Charles Frye [00:16:05]: Oh, nice.

Q1 [00:16:08]: I am also a huge fan of Toyota. So one thing about the Toyota system is that they allow anyone on the product line, regardless of hierarchy, to stop the assembly line. How does that work out in a software system where revenue and continual revenue is key.

Charles Frye [00:16:24]: Yeah, I would say that the equivalent of the Ondon cord in DevOps is like a red x on a pr means you don't deploy. I think the challenge with that is that nobody wants their deploy blocked on a flaky test. And right now the tests that we have for LLMs are generally fairly flaky. Like if you set a threshold of 0.75 on some metric and then you block a release because it's 0.74, like, nobody's happy when that happens. So I think that's one reason why it's harder to do this. I think maybe the sort of thing I would page on for these or block deploy on is things like safety, or like maybe Google should have pulled the and on cord when they told people to eat pizza with glue. So like, that's what I think is the equivalent of that. Whereas these sort of the test equivalents that are checking bulk performance metrics aren't worth shutting down the production line over.

AIQCON Female Host [00:17:24]: One more question before we take a short break.
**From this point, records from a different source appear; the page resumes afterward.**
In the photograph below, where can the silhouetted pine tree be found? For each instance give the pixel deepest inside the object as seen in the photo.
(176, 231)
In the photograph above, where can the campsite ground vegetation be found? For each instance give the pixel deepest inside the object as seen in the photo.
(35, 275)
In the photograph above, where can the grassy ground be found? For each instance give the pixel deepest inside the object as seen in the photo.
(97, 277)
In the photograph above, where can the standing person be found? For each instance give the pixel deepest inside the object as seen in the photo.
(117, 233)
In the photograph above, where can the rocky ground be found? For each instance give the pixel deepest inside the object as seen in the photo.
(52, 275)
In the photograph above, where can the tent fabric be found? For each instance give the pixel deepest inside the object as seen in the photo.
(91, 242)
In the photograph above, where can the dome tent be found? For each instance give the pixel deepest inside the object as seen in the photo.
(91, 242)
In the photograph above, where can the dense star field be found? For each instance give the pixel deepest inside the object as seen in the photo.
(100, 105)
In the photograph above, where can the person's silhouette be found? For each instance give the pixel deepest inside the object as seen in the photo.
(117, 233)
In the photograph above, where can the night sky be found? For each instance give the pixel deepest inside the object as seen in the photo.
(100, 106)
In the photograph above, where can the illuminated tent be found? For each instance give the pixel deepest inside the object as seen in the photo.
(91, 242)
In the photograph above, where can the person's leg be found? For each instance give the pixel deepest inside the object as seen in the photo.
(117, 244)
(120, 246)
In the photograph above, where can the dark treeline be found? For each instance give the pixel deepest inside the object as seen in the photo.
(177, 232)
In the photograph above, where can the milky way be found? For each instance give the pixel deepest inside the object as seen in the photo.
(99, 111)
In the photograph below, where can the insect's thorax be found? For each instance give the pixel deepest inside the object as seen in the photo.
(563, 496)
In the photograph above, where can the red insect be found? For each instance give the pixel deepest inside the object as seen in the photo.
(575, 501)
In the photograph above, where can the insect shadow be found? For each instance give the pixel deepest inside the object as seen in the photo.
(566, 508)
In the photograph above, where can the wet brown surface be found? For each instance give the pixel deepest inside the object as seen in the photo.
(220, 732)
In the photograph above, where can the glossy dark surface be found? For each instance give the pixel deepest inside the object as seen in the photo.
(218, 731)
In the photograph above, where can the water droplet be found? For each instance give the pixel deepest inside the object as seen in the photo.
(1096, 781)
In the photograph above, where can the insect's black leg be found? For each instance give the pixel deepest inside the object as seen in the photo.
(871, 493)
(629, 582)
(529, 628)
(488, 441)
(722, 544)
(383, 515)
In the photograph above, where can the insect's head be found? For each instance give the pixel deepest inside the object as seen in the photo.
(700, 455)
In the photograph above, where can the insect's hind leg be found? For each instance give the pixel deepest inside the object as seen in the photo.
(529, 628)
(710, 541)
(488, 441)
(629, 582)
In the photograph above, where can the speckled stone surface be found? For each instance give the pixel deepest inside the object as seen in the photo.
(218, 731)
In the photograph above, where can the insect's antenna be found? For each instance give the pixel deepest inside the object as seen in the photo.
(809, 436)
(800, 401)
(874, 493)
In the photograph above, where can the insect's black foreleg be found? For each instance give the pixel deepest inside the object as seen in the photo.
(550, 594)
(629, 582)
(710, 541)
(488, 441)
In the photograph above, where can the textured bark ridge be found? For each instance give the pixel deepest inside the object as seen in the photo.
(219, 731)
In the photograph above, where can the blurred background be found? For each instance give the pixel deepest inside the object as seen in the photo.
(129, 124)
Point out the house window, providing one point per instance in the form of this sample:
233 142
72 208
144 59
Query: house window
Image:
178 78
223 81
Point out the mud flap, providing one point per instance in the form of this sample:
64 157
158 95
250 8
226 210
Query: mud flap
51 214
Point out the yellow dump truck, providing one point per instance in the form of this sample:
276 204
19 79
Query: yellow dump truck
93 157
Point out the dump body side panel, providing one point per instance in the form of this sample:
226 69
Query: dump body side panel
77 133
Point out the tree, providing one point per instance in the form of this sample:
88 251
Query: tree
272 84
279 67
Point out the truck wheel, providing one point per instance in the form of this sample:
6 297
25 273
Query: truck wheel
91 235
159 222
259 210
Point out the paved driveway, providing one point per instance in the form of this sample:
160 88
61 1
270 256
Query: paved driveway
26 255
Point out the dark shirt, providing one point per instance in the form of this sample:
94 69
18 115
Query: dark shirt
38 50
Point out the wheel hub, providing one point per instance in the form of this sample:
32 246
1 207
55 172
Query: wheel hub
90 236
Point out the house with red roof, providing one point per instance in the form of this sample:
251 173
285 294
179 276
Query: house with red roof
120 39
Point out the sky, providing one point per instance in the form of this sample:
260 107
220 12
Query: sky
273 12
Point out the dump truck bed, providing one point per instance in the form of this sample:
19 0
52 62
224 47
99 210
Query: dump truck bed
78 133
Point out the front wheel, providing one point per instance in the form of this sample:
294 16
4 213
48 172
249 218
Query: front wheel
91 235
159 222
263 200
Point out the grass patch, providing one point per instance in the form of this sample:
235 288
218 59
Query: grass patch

Q2 [00:17:28]: I really love the thing about aiops being part of ML and Dev, and then lean Toyota in the new age of Gen AI, the data flywheel, and you go back to model retraining and mlops. So we already use large language models, which nobody actually is retraining the entire thing. We either do rag or fine tuning. How does the landscape change when things don't work as expected in production? What are some of the things that are the challenges currently and the open problems in which, how we can optimize this space?

Charles Frye [00:18:02]: Yeah, in some ways it feels like a harder problem because you don't control the production of this initial artifact like the pre trained weights that you're using. But in some ways that actually makes the problem easier, because a huge component of your ML problem was the kind of stuff that could be learned from web scale text. And if you were producing that artifact from scratch, you'd be tempted to always go all the way back to beginning of training and start over every time you had a problem in production. So I think it actually is a good thing that we are forced to, we're essentially forced to cut off at rag systems, at fine tuning, at Lauras, or at control vectors, as opposed to going all the way back. Because I feel like the majority of your problems can be solved by those changes for the problems that can't be solved by those changes that actually need like a boost in the fundamental model capabilities. It's like you kind of have to wait for new models to come out from the core model providers. And then the thing that makes you able to do that quickly is an evaluation chassis that makes you confident that the model is actually better. So like quad 3.5 has great Twitter PR and good vibes, does that actually mean that you should use it to replace 4.0 in production? If you have a solid evaluation chassis that gives you confidence for making every other change that you do to prompts or fine tuning or what have you, that is the very same chassis should, if constructed well, also allow you to swap models in and out, and that gets you back that outermost loop of improvement.